You could just make a good, balanced system like that - then throw in random events that throw things out of whack and provide opportunities for savvy players. For instance, a plague hits a world and they are desperately needing medical supplies. A player might be told about this on some kind of news network when he lands on any planet or station. NPC ships would react and begin bringing in supplies, but to meet the demand big fleets are necessary. The big fleets may already be on the way, but before they arrive the player might zip over in his fast ships with a load of supplies and meet short term demand at a big profit before the AI has fully met that demand. Same could be applied to other types of disasters or booms (like a sudden demand increase for a certain type of luxury good has left planet A with a shortage, or the market dropping out of a certain good on a world making prices dip down - if you beat the rush of AI buyers you might get a great deal).

Can also have other things that increase profit margins but also increase the difficulty of making the trip, giving the player an option of risky trading. Say pirates are killing cargo ships in a major trade route between two systems that do a lot of trading with one another. Pricing disparity would result due to lack of cargo ships willing to make the dangerous trip. The player might step in and make that trip with escort ships, fight some pirates on the way, make good money on the cargo run - and maybe capture a pirate ship to boot.

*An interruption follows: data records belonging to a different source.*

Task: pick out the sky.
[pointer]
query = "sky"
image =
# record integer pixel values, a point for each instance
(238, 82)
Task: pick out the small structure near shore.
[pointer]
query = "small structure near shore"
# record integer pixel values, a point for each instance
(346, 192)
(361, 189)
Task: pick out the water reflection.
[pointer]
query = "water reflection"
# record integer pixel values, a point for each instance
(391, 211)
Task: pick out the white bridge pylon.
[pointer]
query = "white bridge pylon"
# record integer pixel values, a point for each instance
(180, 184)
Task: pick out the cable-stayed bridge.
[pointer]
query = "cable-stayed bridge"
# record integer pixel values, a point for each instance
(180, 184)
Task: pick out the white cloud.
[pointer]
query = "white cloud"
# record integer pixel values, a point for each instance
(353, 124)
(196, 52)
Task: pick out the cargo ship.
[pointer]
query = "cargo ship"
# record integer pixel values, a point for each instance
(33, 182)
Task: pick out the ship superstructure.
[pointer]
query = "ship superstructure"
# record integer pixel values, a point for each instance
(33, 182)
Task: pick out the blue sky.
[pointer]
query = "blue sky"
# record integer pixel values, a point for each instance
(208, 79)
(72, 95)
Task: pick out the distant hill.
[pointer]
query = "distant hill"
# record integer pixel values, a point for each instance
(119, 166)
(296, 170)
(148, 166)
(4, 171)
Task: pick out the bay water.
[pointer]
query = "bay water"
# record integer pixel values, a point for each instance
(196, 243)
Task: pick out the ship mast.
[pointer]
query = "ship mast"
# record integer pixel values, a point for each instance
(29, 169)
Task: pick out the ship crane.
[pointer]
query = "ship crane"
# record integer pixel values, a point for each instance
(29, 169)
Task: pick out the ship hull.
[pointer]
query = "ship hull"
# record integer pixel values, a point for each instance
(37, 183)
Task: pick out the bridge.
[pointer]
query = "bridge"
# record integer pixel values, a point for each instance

Other trading opportunities to present to a player might be smuggling illegal goods (where police activity and smugglers being captured might drive up their prices - leaving open crazy things like hunting down smugglers for a while to cut down their number and make illegal goods prices skyrocket, then do some smuggling of your own), running blockades to deliver needed supplies to military bases and blockaded planets, etc. Or the player could simply load his ship up with a bunch of goods and make nice, safe trade runs between two safe systems - he just wouldn't make as much.